After threatening “he’s going to get what’s coming to him,” Pinder was persuaded to go out for a cigarette to calm him down. While outside he accused Mr Redmond of touching his nephew – which it was stressed was ‘a claim without any support.’

But he went back in and landed what witnesses described as a deliberate hard punch.

“As he lay on the ground motionless, the defendant walked away, showing no concern or remorse,” added Mr Grieves-Smith. He apologised to other customers, saying: “Sorry about that everyone, but that’s what you get when you’re a paedo.”

But by the time the emergency services arrived he had begun claiming he had not even hit Mr Redmond, ‘showing he had decided to lie almost immediately,’ said Mr Grieves-Smith.

After leaving Riley’s showing no regret, Pinder went to a nearby pub before leaving at 2.30am and going to the police station to hand himself in.

When he was questioned he claimed Mr Redmond had previously made unwanted sexual advances, but said he had had no intention of hitting him.

He claimed he had tried to grab Mr Redmond to get him out of the snooker hall, and had then stepped back and saw him lying on the floor, later suggesting he may have caught him by accident.

Mr Grieves-Smith said Mr Redmond’s sisters describe him as having been a ‘very gentle and highly intelligent’ man who was involved in amateur dramatics and highly supportive of anyone he could help, adding that the thought of Pinder’s ‘vile and untrue comments’ being the last words he heard was heart-breaking.

Howard Godfrey QC, defending, said: “The police report starts with the words ‘this tragic incident’, and that’s precisely what it is, both for the deceased and his family and, in a different way, for Mr Pinder and his loved ones.

“It is something Mr Pinder deeply, deeply regrets.

“Mr Pinder is not homophobic. He disliked Mr Redmond because of an incident which took place in 2009, as a result of which he was extraordinarily embarrassed.”

Mr Godfrey said Pinder says that after drinking together in a pub, Mr Redmond had invited him back to his home to carry on drinking, and that as they got there Mr Redmond ‘went to kiss him and to grab him inappropriately,’ and Pinder ran off.

Since then, said Mr Godfrey, Pinder, who accepts his use of the term ‘paedo’ was wrong, had made it a rule to leave if he saw Mr Redmond in the same bar. But that night, perhaps because of how much he had drunk, he decided he would not be the one to go.

But, of the suggestion that Mr Redmond had tried to kiss Pinder, Judge Richard Griffith-Jones commented: “That, it hardly needs saying, is no more or less embarrassing than where it may have been a heterosexual couple going back to a house.

“He is quite entitled to make an approach to someone he likes.
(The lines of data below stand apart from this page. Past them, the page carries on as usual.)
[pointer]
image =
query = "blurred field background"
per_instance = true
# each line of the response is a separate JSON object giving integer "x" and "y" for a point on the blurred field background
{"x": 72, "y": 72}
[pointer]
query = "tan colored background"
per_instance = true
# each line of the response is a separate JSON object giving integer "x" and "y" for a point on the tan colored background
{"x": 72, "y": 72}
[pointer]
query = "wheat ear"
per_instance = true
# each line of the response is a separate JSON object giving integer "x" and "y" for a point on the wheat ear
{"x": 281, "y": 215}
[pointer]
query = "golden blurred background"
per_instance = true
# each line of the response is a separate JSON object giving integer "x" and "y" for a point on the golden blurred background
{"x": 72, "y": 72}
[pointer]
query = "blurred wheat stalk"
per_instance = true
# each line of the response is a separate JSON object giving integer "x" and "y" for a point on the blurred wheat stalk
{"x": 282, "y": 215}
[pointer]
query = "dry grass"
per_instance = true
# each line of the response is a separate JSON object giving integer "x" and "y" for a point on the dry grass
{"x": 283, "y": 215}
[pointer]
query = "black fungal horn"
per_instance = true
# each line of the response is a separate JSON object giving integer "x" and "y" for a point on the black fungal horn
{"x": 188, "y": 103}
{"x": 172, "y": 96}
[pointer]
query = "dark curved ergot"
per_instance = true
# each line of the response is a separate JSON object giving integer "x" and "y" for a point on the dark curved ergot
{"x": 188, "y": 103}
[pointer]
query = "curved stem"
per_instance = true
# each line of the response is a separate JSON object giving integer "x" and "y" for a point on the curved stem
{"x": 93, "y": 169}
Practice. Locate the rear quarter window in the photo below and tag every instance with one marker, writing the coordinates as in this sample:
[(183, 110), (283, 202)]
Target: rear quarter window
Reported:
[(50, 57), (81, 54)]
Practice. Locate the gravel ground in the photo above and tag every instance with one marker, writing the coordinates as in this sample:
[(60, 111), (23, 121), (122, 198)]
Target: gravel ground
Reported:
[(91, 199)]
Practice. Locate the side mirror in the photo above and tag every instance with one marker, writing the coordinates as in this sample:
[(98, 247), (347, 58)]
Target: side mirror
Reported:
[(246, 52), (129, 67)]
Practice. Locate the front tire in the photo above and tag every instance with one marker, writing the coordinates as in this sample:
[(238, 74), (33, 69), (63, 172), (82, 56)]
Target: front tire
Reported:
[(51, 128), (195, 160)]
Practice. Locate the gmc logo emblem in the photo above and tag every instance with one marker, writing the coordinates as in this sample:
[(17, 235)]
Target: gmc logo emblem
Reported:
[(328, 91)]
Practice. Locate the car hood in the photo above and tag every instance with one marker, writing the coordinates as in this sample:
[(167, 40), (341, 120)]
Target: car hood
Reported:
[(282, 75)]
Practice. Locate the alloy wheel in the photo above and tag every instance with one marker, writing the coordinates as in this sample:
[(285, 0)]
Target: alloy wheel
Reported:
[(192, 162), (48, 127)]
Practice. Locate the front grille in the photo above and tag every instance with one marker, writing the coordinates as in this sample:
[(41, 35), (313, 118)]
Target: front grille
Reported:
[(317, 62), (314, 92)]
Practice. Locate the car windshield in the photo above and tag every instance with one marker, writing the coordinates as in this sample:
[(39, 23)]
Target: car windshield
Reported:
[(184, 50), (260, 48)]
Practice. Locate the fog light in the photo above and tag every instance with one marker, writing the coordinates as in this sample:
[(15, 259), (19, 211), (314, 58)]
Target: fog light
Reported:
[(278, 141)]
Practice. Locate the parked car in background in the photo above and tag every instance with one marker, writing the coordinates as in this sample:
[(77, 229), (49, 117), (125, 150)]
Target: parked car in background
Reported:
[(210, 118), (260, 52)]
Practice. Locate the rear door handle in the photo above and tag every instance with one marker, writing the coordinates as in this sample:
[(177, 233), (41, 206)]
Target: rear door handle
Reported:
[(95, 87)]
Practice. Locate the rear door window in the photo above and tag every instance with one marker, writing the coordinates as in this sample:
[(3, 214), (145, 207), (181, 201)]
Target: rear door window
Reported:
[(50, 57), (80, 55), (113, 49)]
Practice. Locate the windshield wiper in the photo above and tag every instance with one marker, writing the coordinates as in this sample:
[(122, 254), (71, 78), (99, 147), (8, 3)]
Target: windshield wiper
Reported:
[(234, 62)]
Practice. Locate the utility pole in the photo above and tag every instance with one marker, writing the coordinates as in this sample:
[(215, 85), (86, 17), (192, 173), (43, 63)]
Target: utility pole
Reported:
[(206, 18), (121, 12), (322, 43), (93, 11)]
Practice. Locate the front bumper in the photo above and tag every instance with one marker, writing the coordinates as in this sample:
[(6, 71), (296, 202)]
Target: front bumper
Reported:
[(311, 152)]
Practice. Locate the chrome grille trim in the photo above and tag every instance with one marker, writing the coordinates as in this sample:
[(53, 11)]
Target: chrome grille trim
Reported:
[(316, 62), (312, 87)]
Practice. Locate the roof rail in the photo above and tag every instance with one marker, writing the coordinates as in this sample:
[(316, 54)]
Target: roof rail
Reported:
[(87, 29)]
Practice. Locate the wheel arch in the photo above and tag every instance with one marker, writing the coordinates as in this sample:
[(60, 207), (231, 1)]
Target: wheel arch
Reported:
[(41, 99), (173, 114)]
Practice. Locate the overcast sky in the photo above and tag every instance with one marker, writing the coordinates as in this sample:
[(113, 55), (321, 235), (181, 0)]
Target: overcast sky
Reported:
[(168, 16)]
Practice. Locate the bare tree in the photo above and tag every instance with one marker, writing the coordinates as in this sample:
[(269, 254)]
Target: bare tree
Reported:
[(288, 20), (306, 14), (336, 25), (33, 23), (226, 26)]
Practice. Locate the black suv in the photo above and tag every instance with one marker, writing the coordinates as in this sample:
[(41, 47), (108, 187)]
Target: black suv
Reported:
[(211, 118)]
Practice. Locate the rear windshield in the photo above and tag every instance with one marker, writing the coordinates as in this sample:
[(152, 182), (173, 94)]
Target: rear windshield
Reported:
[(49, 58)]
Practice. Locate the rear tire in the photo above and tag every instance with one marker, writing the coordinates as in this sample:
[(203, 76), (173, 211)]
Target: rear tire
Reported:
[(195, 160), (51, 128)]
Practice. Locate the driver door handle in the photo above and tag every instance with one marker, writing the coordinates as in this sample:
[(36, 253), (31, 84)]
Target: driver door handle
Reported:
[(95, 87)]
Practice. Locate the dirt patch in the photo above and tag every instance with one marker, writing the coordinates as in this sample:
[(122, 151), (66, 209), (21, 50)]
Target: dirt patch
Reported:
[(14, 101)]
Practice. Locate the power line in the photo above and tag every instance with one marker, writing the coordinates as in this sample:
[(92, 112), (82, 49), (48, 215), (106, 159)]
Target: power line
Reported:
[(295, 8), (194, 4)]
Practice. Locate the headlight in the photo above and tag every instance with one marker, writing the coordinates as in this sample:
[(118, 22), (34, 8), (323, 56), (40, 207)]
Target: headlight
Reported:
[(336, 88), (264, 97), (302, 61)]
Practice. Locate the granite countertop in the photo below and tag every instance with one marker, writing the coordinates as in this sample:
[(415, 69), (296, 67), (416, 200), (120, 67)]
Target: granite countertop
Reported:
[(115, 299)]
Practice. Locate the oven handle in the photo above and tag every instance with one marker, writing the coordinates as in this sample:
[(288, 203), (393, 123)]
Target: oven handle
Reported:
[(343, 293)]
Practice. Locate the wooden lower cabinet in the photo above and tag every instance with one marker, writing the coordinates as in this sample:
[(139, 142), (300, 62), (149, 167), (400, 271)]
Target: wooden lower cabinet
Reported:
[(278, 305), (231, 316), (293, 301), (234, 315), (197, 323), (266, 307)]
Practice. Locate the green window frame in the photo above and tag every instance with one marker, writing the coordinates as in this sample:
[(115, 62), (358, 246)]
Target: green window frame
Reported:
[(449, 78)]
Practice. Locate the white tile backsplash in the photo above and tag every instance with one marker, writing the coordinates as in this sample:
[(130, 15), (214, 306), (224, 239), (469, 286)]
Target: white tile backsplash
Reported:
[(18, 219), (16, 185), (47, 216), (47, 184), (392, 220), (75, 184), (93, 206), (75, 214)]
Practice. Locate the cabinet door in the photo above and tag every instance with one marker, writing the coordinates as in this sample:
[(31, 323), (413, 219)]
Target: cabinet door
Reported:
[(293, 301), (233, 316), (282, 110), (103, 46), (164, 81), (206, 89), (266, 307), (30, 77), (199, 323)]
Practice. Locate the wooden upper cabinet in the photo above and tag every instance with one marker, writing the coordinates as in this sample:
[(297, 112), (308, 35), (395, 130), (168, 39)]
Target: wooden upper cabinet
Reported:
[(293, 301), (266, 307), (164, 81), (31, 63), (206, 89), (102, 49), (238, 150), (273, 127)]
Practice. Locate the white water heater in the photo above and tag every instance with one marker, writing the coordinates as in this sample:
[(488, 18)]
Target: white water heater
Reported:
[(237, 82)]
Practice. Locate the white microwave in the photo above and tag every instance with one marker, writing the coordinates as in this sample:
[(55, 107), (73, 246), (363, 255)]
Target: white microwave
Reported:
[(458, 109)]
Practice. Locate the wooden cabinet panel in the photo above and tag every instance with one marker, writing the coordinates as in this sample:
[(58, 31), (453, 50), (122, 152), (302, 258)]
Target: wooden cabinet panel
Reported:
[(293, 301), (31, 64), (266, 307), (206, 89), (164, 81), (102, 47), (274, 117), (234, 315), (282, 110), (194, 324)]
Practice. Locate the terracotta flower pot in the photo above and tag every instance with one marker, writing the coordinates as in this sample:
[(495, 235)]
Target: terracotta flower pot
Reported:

Yes, it may be embarrassing, but I am struggling to find the link to the intense hostility it gave rise to.”

The judge said that in sentencing Pinder, he would accept that a misunderstanding may have happened in 2009.

He added: “It is an offensive and insulting idea to consider for a moment that Mr Redmond should have had to leave that snooker hall simply because you had this intense hostility towards him.

“He had done nothing, not a thing, to provoke that which happened to him.. you wickedly and arrogantly believed he should leave.”